After all, there is no way we can appropriate a stable idea of ourselves. As if there is simply no place inside where this “good me” lives. We are exhausted by the desire not to feel our scarcity, but nothing works out for us. We run after achievements, but they seep somewhere past, as if there are solid holes where self-esteem should be.

This is the essence of narcissistic neurosis. The feeling of one’s own inferiority causes great anxiety and shame, and we endlessly try to cover up, shut it up, fill, saturate, etc. Anything is suitable for this: work, education, relationships, food, chemicals and any other “compensation” or “distractions”.
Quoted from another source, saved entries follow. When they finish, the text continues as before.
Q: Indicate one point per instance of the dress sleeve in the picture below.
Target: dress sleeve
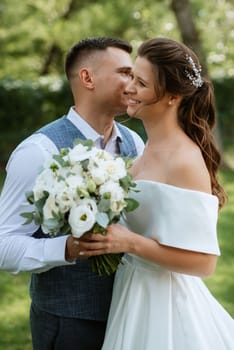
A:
(190, 222)
(176, 217)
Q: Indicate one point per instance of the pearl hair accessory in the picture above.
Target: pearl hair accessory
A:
(195, 78)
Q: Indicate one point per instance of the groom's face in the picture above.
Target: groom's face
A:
(111, 76)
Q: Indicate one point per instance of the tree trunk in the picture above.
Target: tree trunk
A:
(183, 13)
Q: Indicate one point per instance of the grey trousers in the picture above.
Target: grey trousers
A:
(51, 332)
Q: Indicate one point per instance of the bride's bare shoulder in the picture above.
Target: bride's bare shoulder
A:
(189, 171)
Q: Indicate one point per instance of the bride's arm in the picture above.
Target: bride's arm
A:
(120, 239)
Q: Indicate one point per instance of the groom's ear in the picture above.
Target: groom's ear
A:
(86, 78)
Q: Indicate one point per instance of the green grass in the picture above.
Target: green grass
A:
(14, 295)
(222, 282)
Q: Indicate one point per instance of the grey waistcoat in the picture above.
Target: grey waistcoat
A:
(74, 290)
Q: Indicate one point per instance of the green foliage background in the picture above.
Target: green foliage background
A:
(34, 37)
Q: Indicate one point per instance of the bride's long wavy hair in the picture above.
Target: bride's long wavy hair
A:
(177, 74)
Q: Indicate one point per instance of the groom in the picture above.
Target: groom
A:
(70, 303)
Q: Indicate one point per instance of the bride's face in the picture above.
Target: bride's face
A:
(141, 90)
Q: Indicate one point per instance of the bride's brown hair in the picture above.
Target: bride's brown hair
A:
(177, 71)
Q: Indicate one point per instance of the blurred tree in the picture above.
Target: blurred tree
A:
(189, 33)
(34, 34)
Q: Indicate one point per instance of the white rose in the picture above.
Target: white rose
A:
(50, 207)
(74, 181)
(115, 169)
(80, 152)
(117, 195)
(81, 219)
(97, 171)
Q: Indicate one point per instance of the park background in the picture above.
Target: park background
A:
(34, 37)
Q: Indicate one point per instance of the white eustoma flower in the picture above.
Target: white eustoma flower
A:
(44, 182)
(81, 219)
(66, 196)
(97, 171)
(117, 194)
(48, 209)
(74, 181)
(115, 169)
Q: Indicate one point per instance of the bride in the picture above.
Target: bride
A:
(170, 242)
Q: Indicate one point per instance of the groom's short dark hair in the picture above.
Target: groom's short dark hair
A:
(89, 45)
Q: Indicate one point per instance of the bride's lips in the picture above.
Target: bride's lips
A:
(132, 102)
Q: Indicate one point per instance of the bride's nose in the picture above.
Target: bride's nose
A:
(130, 88)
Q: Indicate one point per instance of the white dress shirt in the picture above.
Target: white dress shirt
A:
(18, 250)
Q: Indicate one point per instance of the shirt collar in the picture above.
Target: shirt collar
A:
(87, 130)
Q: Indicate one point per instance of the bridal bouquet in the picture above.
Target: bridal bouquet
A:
(79, 190)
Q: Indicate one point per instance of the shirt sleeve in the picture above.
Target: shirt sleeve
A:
(138, 143)
(19, 251)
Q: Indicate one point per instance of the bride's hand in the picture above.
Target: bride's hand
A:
(117, 240)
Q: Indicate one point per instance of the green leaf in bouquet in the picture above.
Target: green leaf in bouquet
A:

To calm the anxiety of one’s own insufficiency, a person tries to saturate himself with something that is not really what he needs. He is sure that as soon as he believes in his successes and assigns victories, he will automatically begin to appreciate and respect himself. But we are doomed to experience disappointment in this idea. It does not work! No matter how much we invest in success, no matter how much we receive recognition, it does not feed self-esteem so that we become good for ourselves.

Narcissistic Praises and External Approvals Are Like Fast Tasty Carbohydrates.

Short-term pleasure, and often following heavy withdrawals and even dependence, as from sweet chocolate. No matter how hard you try to accustom yourself – you won’t be able to get enough.

Friendship with your own inner world and the ability to be yourself in relationships with others will allow you to experience real satiety. Then the scale of achievements and success will become just one of the factors of life, far from determining and not intended to support the whole structure.

Our goal of finding other scales of life (interest, comfort, pleasure, happiness, self-expression, etc.) is an attempt to create our own balanced nutritional menu, refusing to eat only carbohydrates and recognizing their insidiousness.

Success, fame, achievements, victories in themselves mean little for you if there is no one with whom you can share your experiences and the feelings of success. If the waves of one soul do not knock on the shore of another, and then do not mix in one current.

Here we feel a little for what is to be on the saving shore, where we can take a break from the exhaustion caused by our narcissism. From fantasies that we can be accepted by people if only we are perfect, we descend to ordinary people. And we find ourselves just one of them – where dignity and value are not in sterile perfection and infallibility, but in all the diversity that each person possesses.

This is where a completely feasible, realistic goal arises (as opposed to achieving the ideal): to study ourselves well enough so that our features nourish the very narcissistic emptiness that we unsuccessfully try to fill with things that are not suitable for this.

And when we have “mastered” and studied ourselves well enough, there is no longer any need to either run after external evaluation and praise, or attack anyone – including narcissists. We begin to perceive the world in many radiant shades, where the features of each of us have a place.